Para analisar o discurso predominante na mídia, é preciso observar as
expressões que ancoram a mensagem central, e em geral esse processo de indução
a certa interpretação dos fatos pode ser observado a partir de alguns pontos
fixos: a manchete, um editorial e um ou dois artigos; também se pode
acrescentar, eventualmente, a leitura de notas implantadas nas colunas de
política para complementar essa constatação.
Assim, pode-se observar que os jornais procuram relacionar o discurso da
posse presidencial ao reempacotamento de um velho produto, ou seja, tentam
grudar no governo que se inaugura uma etiqueta de validade vencida. Além disso,
os textos insistem em demonstrar um distanciamento entre a presidente que
assume o segundo mandato e o ex-presidente que a lançou na carreira política.

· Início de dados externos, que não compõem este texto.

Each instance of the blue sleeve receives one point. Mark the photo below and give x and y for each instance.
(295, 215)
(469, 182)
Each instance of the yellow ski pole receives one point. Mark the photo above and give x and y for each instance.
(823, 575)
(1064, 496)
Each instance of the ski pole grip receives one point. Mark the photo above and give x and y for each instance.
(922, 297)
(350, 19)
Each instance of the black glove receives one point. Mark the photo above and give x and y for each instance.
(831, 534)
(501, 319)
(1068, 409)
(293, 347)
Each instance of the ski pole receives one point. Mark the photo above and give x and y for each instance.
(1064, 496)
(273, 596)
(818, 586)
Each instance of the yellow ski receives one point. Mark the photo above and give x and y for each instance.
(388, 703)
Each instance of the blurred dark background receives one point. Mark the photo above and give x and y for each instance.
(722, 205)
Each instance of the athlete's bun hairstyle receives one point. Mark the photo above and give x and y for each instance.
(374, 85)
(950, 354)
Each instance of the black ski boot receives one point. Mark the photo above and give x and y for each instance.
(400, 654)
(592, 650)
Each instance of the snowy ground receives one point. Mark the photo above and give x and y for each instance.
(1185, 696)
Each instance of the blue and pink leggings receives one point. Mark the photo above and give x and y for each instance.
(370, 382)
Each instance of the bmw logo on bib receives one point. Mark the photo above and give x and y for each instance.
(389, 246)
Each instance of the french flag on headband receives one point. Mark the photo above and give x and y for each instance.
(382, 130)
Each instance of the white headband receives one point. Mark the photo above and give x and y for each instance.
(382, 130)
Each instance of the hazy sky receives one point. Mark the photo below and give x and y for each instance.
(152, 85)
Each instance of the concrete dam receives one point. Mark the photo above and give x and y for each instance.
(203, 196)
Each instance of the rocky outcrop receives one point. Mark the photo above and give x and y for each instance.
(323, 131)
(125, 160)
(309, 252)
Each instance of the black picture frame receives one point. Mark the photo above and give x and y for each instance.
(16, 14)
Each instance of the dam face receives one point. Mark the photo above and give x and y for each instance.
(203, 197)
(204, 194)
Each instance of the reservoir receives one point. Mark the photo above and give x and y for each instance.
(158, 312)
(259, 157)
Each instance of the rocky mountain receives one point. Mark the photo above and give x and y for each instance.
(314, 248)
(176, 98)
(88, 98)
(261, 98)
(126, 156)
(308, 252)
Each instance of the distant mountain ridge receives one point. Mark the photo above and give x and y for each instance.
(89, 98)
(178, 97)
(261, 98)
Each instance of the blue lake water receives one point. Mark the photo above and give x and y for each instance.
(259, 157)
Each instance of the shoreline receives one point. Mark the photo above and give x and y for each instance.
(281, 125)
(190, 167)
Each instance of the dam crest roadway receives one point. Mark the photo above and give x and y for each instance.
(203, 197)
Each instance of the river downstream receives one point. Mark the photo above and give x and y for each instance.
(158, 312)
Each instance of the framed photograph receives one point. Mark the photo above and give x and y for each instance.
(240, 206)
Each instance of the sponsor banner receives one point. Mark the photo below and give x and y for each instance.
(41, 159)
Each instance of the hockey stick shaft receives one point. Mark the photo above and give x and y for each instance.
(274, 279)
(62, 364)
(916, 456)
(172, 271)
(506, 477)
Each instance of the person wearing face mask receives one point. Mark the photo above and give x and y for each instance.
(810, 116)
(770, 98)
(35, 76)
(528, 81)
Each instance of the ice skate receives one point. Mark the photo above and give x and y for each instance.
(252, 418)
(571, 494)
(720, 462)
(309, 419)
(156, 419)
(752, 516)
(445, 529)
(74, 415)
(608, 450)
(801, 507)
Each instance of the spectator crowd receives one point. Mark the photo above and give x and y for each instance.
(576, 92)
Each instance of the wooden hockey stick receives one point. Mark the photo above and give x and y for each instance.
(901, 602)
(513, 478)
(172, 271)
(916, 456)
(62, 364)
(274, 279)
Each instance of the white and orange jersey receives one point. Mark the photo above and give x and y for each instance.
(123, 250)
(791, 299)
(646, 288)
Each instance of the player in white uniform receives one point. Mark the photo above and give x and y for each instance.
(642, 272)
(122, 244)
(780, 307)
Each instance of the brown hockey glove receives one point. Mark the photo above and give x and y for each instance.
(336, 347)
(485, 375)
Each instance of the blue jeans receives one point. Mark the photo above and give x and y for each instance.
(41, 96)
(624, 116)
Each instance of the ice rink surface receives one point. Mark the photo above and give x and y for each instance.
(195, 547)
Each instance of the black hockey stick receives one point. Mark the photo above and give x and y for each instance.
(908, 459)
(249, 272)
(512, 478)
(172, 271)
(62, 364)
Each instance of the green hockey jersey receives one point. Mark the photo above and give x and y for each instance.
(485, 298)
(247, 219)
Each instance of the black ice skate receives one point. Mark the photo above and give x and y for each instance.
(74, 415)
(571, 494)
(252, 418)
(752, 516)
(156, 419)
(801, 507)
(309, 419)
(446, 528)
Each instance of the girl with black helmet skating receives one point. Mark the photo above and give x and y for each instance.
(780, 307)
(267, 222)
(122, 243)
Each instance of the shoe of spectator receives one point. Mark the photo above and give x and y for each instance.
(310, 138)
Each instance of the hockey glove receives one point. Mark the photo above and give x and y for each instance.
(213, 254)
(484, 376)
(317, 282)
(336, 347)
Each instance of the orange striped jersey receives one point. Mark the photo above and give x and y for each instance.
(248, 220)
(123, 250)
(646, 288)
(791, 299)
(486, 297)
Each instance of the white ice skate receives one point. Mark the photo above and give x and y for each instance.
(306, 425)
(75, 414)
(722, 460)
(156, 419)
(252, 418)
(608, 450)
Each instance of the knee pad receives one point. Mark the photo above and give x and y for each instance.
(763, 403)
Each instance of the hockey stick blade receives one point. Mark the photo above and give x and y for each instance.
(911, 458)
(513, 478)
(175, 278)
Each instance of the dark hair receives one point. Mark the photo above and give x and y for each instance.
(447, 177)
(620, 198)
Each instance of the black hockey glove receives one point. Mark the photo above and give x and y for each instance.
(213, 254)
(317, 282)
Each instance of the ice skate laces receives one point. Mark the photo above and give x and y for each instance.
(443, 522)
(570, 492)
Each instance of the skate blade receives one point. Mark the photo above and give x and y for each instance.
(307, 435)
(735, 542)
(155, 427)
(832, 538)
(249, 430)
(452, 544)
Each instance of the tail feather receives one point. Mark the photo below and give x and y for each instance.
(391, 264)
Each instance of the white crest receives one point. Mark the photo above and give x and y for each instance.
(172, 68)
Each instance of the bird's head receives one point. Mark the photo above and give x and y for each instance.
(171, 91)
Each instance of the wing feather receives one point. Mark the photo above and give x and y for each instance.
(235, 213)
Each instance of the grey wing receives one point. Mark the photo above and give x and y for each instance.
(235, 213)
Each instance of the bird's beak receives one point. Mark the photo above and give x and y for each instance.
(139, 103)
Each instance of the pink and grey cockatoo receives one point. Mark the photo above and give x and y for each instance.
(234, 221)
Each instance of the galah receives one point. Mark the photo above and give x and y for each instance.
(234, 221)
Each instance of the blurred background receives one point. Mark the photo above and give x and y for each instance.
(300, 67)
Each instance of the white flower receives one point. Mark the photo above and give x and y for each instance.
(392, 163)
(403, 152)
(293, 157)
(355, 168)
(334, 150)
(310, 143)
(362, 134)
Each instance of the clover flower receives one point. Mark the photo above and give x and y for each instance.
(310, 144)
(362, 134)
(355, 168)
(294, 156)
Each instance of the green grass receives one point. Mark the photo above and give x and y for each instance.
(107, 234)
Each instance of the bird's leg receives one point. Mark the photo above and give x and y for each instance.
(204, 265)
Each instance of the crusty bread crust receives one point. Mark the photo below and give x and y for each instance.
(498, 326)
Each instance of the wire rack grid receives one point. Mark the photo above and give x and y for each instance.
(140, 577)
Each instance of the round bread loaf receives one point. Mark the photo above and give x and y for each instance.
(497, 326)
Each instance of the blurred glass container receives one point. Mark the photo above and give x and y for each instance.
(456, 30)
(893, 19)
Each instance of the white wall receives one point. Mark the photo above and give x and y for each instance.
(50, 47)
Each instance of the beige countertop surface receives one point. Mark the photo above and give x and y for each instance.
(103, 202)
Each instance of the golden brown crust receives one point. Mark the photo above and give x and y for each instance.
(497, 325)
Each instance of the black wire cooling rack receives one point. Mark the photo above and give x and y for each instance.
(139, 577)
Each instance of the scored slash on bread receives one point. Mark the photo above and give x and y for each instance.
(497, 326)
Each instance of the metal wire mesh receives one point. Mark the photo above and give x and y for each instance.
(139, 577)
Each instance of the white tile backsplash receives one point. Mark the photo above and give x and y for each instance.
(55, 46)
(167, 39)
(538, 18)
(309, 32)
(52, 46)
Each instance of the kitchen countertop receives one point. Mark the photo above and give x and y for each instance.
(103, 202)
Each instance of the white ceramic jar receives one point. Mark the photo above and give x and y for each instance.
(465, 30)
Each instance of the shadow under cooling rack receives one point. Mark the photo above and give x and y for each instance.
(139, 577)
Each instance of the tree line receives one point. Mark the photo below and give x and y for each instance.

O fato de o ex-presidente Lula da Silva ter participado discretamente da
cerimônia de posse é apresentado como sinal de que alguma coisa não vai bem nas
relações entre eles. Para complementar essa versão, usa-se o artifício das
notas curtas que relatam descontentamentos nas bases do partido com algumas
nomeações para o ministério.
Também é interessante observar como
os jornais reduziram as citações do senador Aécio Neves, que até a semana
passada era apresentado como líder da oposição. Até o cariocaO Globo,
que nunca negou respaldo ao senador mineiro, o coloca em segundo plano. O
personagem principal da oposição, na nova versão da imprensa, é o governador
reeleito de São Paulo, Geraldo Alckmin.
O Estado de S. Paulo dedica
um longo texto à disputa entre os dois, mas afirma que Aécio personifica uma
“oposição selvagem”, lembra que sua passagem pelo Senado foi pouco expressiva,
enquanto apresenta Alckmin como o nome natural para disputar a presidência em
2018. Já a Folha de S. Paulo praticamente ignorou o senador
mineiro.
Terá mudado a imprensa ou a política?
Nem uma coisa nem outra: o que parece novo é apenas material reciclado.